Substance users often pulverize and snort, or melt and inject, prescription opioids. To prevent these uses, drug manufacturers Purdue and Endo now produce, respectively, OxyContin and Opana with tamper-resistant features that prevent crushing and dissolving.

These responsible steps have helped curb abuse rates. According to a recent study published in The Journal of Pain, among patients abusing prescription opioids, the percentage using OxyContin dropped by half after these safety measures were installed -- from 24 percent to 12 percent. And non-oral abuse of OxyContin through snorting, smoking, or injection dropped by 71 percent.

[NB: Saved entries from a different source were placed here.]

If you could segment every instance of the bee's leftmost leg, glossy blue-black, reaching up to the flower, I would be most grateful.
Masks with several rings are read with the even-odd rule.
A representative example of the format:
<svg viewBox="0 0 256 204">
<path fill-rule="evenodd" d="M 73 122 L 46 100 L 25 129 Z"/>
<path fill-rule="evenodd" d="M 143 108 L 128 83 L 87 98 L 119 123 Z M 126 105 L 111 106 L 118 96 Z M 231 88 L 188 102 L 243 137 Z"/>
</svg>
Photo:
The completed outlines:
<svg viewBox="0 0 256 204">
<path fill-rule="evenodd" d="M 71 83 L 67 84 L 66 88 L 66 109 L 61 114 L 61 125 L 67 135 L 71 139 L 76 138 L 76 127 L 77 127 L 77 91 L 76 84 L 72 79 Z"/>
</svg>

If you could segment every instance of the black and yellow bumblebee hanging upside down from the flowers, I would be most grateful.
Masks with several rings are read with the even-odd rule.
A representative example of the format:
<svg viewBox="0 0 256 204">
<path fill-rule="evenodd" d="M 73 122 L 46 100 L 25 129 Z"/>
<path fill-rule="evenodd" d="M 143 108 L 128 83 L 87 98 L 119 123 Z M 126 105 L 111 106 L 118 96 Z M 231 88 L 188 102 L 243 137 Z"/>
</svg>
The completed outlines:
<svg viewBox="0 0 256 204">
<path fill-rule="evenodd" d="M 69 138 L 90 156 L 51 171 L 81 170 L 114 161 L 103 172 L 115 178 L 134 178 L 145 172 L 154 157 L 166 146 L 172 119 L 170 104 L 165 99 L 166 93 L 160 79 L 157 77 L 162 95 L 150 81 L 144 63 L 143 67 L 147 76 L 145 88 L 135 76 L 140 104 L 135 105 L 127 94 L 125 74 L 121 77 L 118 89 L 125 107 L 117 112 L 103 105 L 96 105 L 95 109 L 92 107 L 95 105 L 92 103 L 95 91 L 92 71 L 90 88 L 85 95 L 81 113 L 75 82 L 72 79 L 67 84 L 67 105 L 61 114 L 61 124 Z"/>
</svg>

However, the patents on Endo's Opana have just expired. And those for Purdue's OxyContin will expire next month. As these drugs go off-patent, less expensive, generic versions will become available. Unfortunately, generic manufacturers have not implemented similar anti-abuse precautions.

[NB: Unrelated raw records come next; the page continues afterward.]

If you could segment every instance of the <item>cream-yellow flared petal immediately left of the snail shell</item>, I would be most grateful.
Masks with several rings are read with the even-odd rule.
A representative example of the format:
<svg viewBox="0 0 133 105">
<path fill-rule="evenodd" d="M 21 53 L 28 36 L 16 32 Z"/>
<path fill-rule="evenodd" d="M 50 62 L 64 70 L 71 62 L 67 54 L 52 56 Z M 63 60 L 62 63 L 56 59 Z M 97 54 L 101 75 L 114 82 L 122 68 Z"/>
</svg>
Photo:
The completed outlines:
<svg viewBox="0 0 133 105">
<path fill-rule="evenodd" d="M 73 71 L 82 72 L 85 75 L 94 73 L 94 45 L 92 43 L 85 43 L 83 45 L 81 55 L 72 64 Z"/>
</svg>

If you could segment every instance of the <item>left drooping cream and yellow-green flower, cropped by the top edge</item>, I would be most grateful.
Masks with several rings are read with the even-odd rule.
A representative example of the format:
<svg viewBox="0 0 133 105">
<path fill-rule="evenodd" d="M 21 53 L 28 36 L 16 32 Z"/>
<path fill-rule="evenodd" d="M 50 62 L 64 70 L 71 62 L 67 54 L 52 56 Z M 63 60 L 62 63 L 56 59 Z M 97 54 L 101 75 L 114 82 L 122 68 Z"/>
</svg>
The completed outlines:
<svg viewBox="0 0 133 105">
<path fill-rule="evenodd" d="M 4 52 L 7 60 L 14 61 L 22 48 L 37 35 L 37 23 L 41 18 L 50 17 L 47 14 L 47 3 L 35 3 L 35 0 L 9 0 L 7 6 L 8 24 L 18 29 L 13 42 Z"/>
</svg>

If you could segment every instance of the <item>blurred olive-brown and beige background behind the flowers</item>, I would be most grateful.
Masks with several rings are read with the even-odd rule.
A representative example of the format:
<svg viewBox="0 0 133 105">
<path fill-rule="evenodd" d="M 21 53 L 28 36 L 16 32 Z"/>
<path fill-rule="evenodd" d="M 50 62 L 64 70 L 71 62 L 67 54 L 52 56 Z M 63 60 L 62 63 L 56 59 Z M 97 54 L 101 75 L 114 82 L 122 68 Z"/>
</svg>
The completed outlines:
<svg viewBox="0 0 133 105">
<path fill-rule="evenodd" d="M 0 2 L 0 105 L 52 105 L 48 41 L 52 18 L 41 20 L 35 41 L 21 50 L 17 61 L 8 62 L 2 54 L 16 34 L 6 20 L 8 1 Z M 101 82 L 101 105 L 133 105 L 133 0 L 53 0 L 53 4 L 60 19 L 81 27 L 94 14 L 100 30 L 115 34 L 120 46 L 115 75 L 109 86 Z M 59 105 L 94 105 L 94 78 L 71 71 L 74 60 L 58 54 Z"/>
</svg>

The FDA has already approved the generic version of the older, more easily abused Opana formula. And, without Congressional action, the abuse-friendly variety of OxyContin could reach a pharmacy near you as soon as April 16.

In essence, the STOPP Act would prohibit any old-formula opioid from entering the market if the FDA has approved a newer, abuse-deterrent version of the therapy.

STOPP should become law as soon as possible. Waiting until after these less safe generic versions hit the market would needlessly put Americans at risk.

What's more, given the clear and present public health danger posed by crushable opioids, Health and Human Services Secretary Kathleen Sebelius should direct the FDA to prohibit the marketing of pills without anti-abuse upgrades.

Generic drug companies help make medicines more affordable. But these firms do have a responsibility to keep patients safe. To supplement any federal legislative action, generic makers should create their own abuse deterrents or license tamper-resistant delivery mechanisms from other drug makers.

Purdue Pharma and Endo have shown that it is possible to make pills safer without significantly increasing their price.

Relative to the financial woes currently consuming Washington, prescription drug abuse should draw together the Congress' best efforts in saving our communities from a truly devastating health epidemic. These bills would help prevent abuse and cut down on overdose deaths in this country. Congress needs to make them laws -- quickly.

U.S. Rep. Nick J. Rahall II (D-W.Va.) is the co-chairman of the Congressional Caucus on Prescription Drug Abuse, and a cosponsor of the STOPP Act, along with Rep. William Keating (D-MA), as well as an author of the Prescription Drug Abuse Prevention and Treatment Act. Michael C. Barnes is the executive director of the non-profit Center for Lawful Access and Abuse Deterrence.